Apache Spark: Caching and Checkpointing Under the Hood
As an Apache Spark application developer, memory management is one of the most essential tasks, but the difference between caching and checkpointing can cause confusion. Both operations are essential in preventing Spark from having to lazily recompute a resilient distributed dataset (RDD) every time it is referenced, but there are also key differences between the two.

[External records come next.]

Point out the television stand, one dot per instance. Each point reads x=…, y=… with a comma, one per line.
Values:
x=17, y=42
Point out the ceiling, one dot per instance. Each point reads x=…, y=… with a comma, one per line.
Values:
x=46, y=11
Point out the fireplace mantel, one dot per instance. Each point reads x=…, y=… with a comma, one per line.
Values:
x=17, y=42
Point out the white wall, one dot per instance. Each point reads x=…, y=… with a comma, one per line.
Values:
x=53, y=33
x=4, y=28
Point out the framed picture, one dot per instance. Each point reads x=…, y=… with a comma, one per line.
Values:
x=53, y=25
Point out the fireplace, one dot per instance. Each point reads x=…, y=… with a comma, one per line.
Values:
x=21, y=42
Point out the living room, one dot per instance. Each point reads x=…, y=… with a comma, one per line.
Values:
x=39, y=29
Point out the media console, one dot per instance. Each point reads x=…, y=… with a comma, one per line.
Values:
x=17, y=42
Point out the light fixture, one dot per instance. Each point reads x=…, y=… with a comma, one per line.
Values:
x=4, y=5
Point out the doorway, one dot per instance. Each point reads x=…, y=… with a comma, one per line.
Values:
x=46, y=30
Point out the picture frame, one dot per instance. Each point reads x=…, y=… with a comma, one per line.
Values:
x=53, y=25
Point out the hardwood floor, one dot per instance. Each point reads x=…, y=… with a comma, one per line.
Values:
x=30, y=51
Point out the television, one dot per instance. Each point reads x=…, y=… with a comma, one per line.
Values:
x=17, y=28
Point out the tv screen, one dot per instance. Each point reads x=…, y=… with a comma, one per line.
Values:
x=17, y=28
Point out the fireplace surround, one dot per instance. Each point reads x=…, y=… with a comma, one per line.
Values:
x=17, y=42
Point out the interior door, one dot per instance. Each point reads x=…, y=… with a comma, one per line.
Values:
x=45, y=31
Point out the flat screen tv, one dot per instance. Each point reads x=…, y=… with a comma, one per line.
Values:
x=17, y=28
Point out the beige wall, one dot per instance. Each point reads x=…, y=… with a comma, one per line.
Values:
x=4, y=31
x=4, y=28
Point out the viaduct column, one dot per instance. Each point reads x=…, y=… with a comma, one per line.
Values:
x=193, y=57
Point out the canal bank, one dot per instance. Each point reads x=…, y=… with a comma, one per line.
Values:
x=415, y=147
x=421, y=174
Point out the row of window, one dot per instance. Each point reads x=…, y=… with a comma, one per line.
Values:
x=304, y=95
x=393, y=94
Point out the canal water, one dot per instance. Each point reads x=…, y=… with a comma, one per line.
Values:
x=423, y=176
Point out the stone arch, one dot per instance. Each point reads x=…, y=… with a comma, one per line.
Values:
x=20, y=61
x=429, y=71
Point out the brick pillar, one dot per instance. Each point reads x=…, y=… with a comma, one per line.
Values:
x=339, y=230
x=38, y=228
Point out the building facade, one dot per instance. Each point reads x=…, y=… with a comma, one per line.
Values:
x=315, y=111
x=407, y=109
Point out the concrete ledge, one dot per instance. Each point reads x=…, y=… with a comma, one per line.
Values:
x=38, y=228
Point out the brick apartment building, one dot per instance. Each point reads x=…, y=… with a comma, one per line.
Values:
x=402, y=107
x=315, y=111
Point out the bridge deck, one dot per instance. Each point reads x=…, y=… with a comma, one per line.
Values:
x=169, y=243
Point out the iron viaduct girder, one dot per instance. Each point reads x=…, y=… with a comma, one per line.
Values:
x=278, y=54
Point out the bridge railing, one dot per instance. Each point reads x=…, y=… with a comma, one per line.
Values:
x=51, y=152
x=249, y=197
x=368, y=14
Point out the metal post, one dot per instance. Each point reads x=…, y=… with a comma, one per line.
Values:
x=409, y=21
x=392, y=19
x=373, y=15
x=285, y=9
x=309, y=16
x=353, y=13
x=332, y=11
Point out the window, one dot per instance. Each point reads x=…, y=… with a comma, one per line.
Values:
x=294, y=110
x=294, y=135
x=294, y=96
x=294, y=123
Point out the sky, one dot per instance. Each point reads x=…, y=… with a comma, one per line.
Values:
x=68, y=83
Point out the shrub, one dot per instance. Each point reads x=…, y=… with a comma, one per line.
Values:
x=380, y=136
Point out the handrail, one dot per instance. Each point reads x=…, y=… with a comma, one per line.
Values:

Caching computes and materializes an RDD in memory while keeping track of its lineage (dependencies). There are many levels of persistence supported that allow you to make space and compute cost tradeoffs, and specify the behavior of the RDD when it runs out of memory. Since caching remembers an RDD’s lineage, Spark can recompute loss partitions in the event of node failures. Lastly, an RDD that is cached lives within the context of the running application, and once the application terminates, cached RDDs are deleted as well.
Checkpointing saves an RDD to a reliable storage system (e.g. HDFS, S3) while forgetting the RDD’s lineage completely. Truncating dependencies becomes relevant especially when the RDD’s lineage starts getting long. Checkpointing an RDD is similar to how Hadoop stores intermediate computation values to disk, trading off execution latency with ease of recovering from failures. Since an RDD is checkpointed in an external storage system, it can be reused by other applications.
Now the bigger question is how caching and checkpointing interplay. Let’s trace through the compute path of an RDD to find out more.
At the core of Spark’s engine is the DAGScheduler that breaks down a job (generated by a Spark action) into a DAG of stages. Each of these shuffle or result stages is further broken down into individual tasks that run on a partition of an RDD. An RDD’s iterator method is the entry point for a task to access the underlying data partition. We can see from this method that if the storage level is set, indicating that the RDD may be cached, it first attempts to getOrCompute the partition from the block manager. If the block manager does not have the RDD’s partition, it falls back to computeOrReadCheckpoint. As you can guess, computeOrReadCheckpoint retrieves checkpointed values if it exists, and if not, only then is the data partition computed.
All that being said, it is up to you to decide which of the two match your use case at different points in your job. It takes longer to read and write a checkpointed RDD simply because it has to be persisted to an external storage system, but Spark worker failures need not result in a recomputation (assuming the data is intact in the external storage system). On the other hand, cached RDD’s will not permanently take up storage space, but recomputation is necessary on worker failure. In general, the length of time it takes to do a computation is a good indicator to use one or the other.